In deze zaak heeft de Hoge Raad op 13 juli 2018 uitspraak gedaan in een cassatieberoep van belanghebbende tegen een eerdere uitspraak van de Centrale Raad van Beroep. De Centrale Raad had op 12 december 2017 uitspraak gedaan in een hoger beroep van het college van burgemeester en wethouders van de gemeente Amsterdam tegen een uitspraak van de Rechtbank Amsterdam. De zaak betreft een besluit van het College ingevolge de Participatiewet. Belanghebbende heeft tegen de uitspraak van de Centrale Raad beroep in cassatie ingesteld en daarbij verschillende klachten aangevoerd. Het College heeft hierop een verweerschrift ingediend.

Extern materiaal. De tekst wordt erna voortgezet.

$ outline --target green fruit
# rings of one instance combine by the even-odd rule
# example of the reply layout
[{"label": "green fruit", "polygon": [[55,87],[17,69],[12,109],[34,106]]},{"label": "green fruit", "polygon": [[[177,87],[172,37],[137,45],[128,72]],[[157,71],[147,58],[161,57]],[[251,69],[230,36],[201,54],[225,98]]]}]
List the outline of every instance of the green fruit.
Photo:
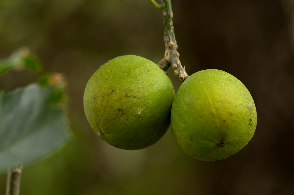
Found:
[{"label": "green fruit", "polygon": [[170,124],[171,81],[154,63],[134,55],[116,58],[90,78],[84,94],[88,121],[111,145],[126,150],[151,146]]},{"label": "green fruit", "polygon": [[245,86],[222,70],[206,70],[188,77],[173,104],[172,133],[186,154],[203,161],[224,158],[253,136],[256,108]]}]

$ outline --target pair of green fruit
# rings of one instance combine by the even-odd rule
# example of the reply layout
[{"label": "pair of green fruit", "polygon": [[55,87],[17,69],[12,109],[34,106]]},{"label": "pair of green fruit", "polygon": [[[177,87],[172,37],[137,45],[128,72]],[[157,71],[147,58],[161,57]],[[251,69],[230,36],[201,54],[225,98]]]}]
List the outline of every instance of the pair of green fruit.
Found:
[{"label": "pair of green fruit", "polygon": [[155,63],[136,56],[121,56],[90,78],[85,112],[101,138],[126,150],[155,143],[171,123],[178,145],[202,160],[233,154],[253,136],[257,120],[253,100],[229,73],[198,72],[184,82],[175,97],[175,94],[171,81]]}]

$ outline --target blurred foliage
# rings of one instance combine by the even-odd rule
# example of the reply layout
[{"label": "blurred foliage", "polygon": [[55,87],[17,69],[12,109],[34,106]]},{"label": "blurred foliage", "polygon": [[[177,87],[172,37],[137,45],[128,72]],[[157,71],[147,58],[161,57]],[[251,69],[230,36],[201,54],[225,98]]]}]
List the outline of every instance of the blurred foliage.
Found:
[{"label": "blurred foliage", "polygon": [[56,76],[0,94],[0,171],[32,164],[67,141],[65,88],[51,81]]},{"label": "blurred foliage", "polygon": [[[100,65],[118,56],[155,62],[162,59],[162,12],[147,0],[6,0],[0,4],[0,57],[26,45],[46,72],[64,73],[75,137],[24,169],[22,194],[293,194],[294,57],[284,4],[280,0],[172,1],[178,51],[187,73],[222,70],[250,92],[258,115],[251,140],[233,156],[209,163],[185,154],[170,130],[143,150],[109,146],[85,116],[86,84]],[[0,89],[36,80],[24,71],[0,77]],[[181,82],[168,72],[176,91]],[[3,193],[6,176],[0,175]]]},{"label": "blurred foliage", "polygon": [[42,70],[42,65],[38,58],[29,48],[22,47],[6,60],[0,60],[0,75],[10,69],[29,68],[36,72]]}]

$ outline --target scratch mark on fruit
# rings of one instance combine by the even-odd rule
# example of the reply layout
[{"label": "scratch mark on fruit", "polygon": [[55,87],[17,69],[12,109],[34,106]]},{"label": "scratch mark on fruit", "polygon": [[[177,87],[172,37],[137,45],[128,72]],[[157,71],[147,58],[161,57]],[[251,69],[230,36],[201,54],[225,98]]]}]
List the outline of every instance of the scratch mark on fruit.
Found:
[{"label": "scratch mark on fruit", "polygon": [[151,102],[152,102],[152,101],[151,100],[150,100],[150,103],[149,103],[149,105],[148,105],[148,106],[146,106],[146,108],[142,108],[141,110],[140,110],[139,111],[139,113],[138,113],[138,114],[137,115],[137,116],[136,116],[136,117],[135,117],[135,118],[133,120],[134,120],[135,119],[136,119],[136,118],[137,118],[137,117],[138,117],[138,116],[139,116],[140,115],[140,114],[142,112],[142,111],[143,111],[143,110],[144,110],[144,109],[145,109],[145,108],[148,108],[148,106],[150,106],[150,105],[151,104]]}]

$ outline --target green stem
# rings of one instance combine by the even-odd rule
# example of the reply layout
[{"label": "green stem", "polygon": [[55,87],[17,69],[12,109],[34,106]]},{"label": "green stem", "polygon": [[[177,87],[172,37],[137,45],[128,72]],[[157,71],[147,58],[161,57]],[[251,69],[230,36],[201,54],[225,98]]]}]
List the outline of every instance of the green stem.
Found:
[{"label": "green stem", "polygon": [[156,3],[155,0],[149,0],[149,1],[154,6],[154,7],[157,9],[159,10],[162,9],[162,6]]},{"label": "green stem", "polygon": [[19,195],[20,190],[20,181],[22,166],[11,171],[8,169],[6,195]]},{"label": "green stem", "polygon": [[166,46],[164,57],[157,63],[162,70],[165,71],[172,65],[175,75],[180,80],[183,81],[189,76],[183,68],[180,61],[180,54],[177,51],[178,44],[175,36],[173,14],[171,0],[161,0],[163,8],[164,33],[163,40]]}]

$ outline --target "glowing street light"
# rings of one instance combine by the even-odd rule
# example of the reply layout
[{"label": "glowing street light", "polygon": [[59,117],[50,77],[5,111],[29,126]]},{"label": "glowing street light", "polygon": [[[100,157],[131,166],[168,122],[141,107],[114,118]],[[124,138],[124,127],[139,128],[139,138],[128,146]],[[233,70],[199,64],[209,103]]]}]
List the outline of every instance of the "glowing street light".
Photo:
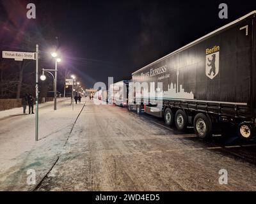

De Hoge Raad heeft de klachten van belanghebbende beoordeeld en geconcludeerd dat deze niet tot cassatie kunnen leiden. De Hoge Raad oordeelt dat, gezien artikel 81, lid 1, van de Wet op de rechterlijke organisatie, er geen nadere motivering nodig is, omdat de klachten niet nopen tot beantwoording van rechtsvragen die van belang zijn voor de rechtseenheid of de rechtsontwikkeling.
Daarnaast heeft de Hoge Raad geen termen aanwezig geacht voor een veroordeling in de proceskosten. Uiteindelijk heeft de Hoge Raad het beroep in cassatie ongegrond verklaard, waarmee de uitspraak van de Centrale Raad van Beroep in stand blijft.